1996 saw RuPaul's rise to stardom, 'Rent' & Ellen making TV history
We couldn't pick just one Out100 cover star in '96, so we featured 6!
1996 opened with one of the first gay weddings on network television; Roseanne had beat Friends to the punch just weeks before "The One with the Lesbian Wedding" aired on NBC in mid-January. There was some controversy, but reportedly not anywhere near the amount of backlash that was expected. It's a fascinating comparison, then, to how the year ended — with President Bill Clinton signing the Defense of Marriage Act (DOMA) in to law, giving states the green light to refuse to recognize legal same-sex marriages, and prohibiting recognition on a federal level altogether.

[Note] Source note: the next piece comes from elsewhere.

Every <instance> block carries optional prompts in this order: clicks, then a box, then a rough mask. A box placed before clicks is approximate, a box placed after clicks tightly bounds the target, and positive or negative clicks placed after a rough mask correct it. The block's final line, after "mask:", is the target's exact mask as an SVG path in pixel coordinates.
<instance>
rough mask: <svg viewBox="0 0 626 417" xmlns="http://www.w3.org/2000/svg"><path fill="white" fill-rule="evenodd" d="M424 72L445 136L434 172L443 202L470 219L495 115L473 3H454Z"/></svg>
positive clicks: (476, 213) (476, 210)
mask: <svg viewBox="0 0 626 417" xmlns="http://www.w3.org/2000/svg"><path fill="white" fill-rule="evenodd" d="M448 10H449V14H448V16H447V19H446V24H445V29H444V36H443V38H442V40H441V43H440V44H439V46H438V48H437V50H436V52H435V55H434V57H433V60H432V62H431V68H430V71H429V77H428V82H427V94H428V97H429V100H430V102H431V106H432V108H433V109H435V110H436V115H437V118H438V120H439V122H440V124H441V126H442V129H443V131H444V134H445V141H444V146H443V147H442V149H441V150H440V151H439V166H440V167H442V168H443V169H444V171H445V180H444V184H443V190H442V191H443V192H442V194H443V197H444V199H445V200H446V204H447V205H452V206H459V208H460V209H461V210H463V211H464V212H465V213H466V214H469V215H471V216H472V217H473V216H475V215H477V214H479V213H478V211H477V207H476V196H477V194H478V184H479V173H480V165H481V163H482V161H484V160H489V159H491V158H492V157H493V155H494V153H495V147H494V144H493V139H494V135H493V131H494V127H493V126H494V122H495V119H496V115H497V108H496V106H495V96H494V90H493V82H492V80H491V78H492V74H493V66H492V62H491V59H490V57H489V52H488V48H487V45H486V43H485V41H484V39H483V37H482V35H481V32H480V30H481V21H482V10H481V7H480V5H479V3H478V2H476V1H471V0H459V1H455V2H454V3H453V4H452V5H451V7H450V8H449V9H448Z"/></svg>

That dichotomy was reflected in how society responded to the push for visibility and rights throughout the year. The Out100 list bluntly called the 1996 Congressional races "generally bad," as out candidates lost again and again. Meanwhile, Americans seemed to be responding to the appearance of out and proud celebrities with less rancor.
Lesbian mountain biking champion Missy Giove, for example, was becoming a favorite in the sports world for her audaciously unapologetic persona (and her killer racing skills). Fellow cover star RuPaul was already well on the way to mainstream success, hosting The RuPaul Show on VH1 in full drag. "America has embraced him not as a novelty but as a genuine homo star," read his Out100 profile at the time.
Rent had just debuted on Broadway that spring and would go on to win numerous accolades, becoming an enduring favorite among musical theater lovers (despite the controversies). Anthony Rapp was already out and had been steadily building his career by that point, but Rent solidified his staying power. Elsewhere in New York City, Giorgio Armani had opened two new flagship boutiques, with a star-studded celebration and concert to mark the occasion, one of which remains open on the Upper East Side to this day.
The December 1996/January 1997 issue of Out also included a divisive figure on the cover — political writer Andrew Sullivan. A conservative who had already been pushing for the legalization of same-sex marriage for years, Sullivan denounced DOMA and came out publicly as HIV-positive that April. It was just two years after he had platformed claims that race and IQ are genetically linked in his role as editor for The New Republic.
That decision, while controversial at the time, has come under even more scrutiny as Sullivan's career has continued. A 2020 profile in The New York Times acknowledged his influence but noted that he "can't ever quite escape that 1994 magazine cover."
Out's final cover star that year was Ellen Morgan, the fictional character played by Ellen DeGeneres on Ellen. The show had repeatedly encouraged speculation that the character might come out of the closet, with painfully obvious jokes that dragged on long enough to leave people wondering if that's the furthest things would ever get. Of course, we all know how that went. By April 1997, Morgan — and DeGeneres — had made history.